Polícia do dinheiro dos partidos tem quase mil processos pendentes. Multas de 2017 ainda estão por passar

23 mai 2023, 08:06

Diagnóstico é feito pela própria entidade que funciona junto do Tribunal Constitucional. Deputados deram-lhe muitas competências, mas a lei esqueceu-se dos meios

A Entidade das Contas e Financiamentos Políticos (ECFP), responsável pela fiscalização do dinheiro que passa pelos partidos e pelas campanhas eleitorais, avisa que precisa de mais meios e acima de tudo de uma nova lei para cumprir as funções que lhe foram atribuídas pela legislação.

"Apesar da amplitude e relevância das competências que o legislador atribuiu à Entidade, o quadro legal não sofreu qualquer atualização nos recursos humanos e administrativos", refere a resposta enviada ao Exclusivo da TVI (do grupo da CNN Portugal), que acrescenta que "a lei é completamente omissa na estrutura orgânica necessária para o desempenho das competências atribuídas", algo que devia ter sido garantido pelo legislador.

Em causa está a lei orgânica da ECFP aprovada pelos deputados em 2018 e que cinco anos depois continua muito longe de ser perfeita.

Quatro anos de coimas prescritas

Não é por acaso que os dados avançados à TVI confirmam que desde 2019 já prescreveram as coimas aplicadas pelas falhas encontradas nas contas dos partidos de 2010, 2011, 2013 e 2014, bem como as centenas de contraordenações verificadas nas campanhas das eleições autárquicas de 2013. Neste momento continuam pendentes as avaliações das contas anuais dos partidos desde 2019, bem como por concluir as coimas relativas às contas anuais partidárias de 2017 e às eleições autárquicas do mesmo ano.

"Do que serve aos portugueses identificar que numa campanha há seis anos alguém violou a lei?!", questiona João Paulo Batalha, consultor em políticas anticorrupção, num problema reforçado pelo presidente da Transparência Internacional Portugal, Nuno Cunha Rolo, que sublinha que não há meios para fiscalizar todas as contas e todo o dinheiro que passa pelos partidos e pelas campanhas, contrariando aquilo que é exigido pela lei.

Partidos bem protegidos pela legislação feita no Parlamento

Os problemas da Entidade das Contas e Financiamentos Políticos (ECFP) são diagnosticados, aliás, pela nova presidente que tomou posse no final de 2021.

A magistrada Fátima Mata-Mouros passou o primeiro ano do mandato a avaliar as condições de funcionamento da Entidade.

O diagnóstico está feito nas respostas escritas enviadas à TVI, mas também numa resposta enviada em fevereiro à Comissão Europeia para o último relatório sobre o estado da justiça nos países europeus.

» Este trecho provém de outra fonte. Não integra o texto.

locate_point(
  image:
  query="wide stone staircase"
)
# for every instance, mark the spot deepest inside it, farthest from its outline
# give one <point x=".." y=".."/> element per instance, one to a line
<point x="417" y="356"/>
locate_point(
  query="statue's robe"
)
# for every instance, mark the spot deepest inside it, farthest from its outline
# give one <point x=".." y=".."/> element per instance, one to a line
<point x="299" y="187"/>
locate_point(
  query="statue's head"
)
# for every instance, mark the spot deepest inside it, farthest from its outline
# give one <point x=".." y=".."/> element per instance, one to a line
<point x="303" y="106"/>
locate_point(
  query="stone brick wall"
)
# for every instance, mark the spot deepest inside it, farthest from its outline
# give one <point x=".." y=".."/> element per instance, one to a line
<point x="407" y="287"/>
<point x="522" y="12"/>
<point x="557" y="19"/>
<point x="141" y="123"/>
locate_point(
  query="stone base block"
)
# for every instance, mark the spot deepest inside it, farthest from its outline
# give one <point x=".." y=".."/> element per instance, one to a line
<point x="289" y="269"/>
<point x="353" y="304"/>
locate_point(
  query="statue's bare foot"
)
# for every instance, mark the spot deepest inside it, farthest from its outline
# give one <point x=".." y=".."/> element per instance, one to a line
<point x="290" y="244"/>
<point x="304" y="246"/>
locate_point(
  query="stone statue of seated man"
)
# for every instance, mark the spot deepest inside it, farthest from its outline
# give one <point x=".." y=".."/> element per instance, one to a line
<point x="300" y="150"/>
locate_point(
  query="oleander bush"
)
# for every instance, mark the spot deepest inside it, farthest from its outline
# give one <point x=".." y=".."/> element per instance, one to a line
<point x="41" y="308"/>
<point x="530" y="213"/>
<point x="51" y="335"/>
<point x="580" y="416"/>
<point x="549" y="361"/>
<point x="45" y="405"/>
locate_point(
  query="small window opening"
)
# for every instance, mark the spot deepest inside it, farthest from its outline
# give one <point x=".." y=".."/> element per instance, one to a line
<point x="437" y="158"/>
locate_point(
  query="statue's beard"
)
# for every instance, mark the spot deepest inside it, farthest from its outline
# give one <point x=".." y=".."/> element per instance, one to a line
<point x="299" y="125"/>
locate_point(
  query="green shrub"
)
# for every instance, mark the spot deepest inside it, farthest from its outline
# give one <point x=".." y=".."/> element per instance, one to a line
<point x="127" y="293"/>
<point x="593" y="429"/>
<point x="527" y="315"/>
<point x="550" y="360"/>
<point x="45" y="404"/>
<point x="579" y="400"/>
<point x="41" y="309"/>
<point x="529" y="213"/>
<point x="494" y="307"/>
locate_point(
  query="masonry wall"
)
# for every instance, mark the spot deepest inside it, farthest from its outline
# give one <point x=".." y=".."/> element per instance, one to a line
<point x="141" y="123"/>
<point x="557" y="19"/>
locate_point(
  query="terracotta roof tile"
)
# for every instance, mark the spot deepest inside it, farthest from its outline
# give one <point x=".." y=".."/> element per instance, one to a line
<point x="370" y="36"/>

O documento revela que todo o processo de fiscalização do dinheiro na política tem de ser, por lei, extremamente moroso, com três fases. "Em todas essas fases há direito ao contraditório: na avaliação das contas, nas sanções e nos recursos, o que obriga a notificações (por carta e e-mail) por imposição legal", diz a ECFP.

921 processos pendentes

Recuperar o serviço pendente que envolve nesta altura 921 processos é um desafio "extremamente difícil", como refere o documento da ECFP enviado à Comissão Europeia que indica que "o recrutamento de técnicos enfrenta enormes dificuldades tendo em conta a especialização do assunto, especialmente no contexto de baixos salários oferecidos".

"Urge atribuir à  Entidade das Contas e Financiamentos Políticos uma estrutura orgânica que inclua uma divisão de auditoria, composta por técnicos especializados e conselheiros com uma remuneração adequada que garanta estabilidade", conclui a entidade liderada por Fátima Mata-Mouros.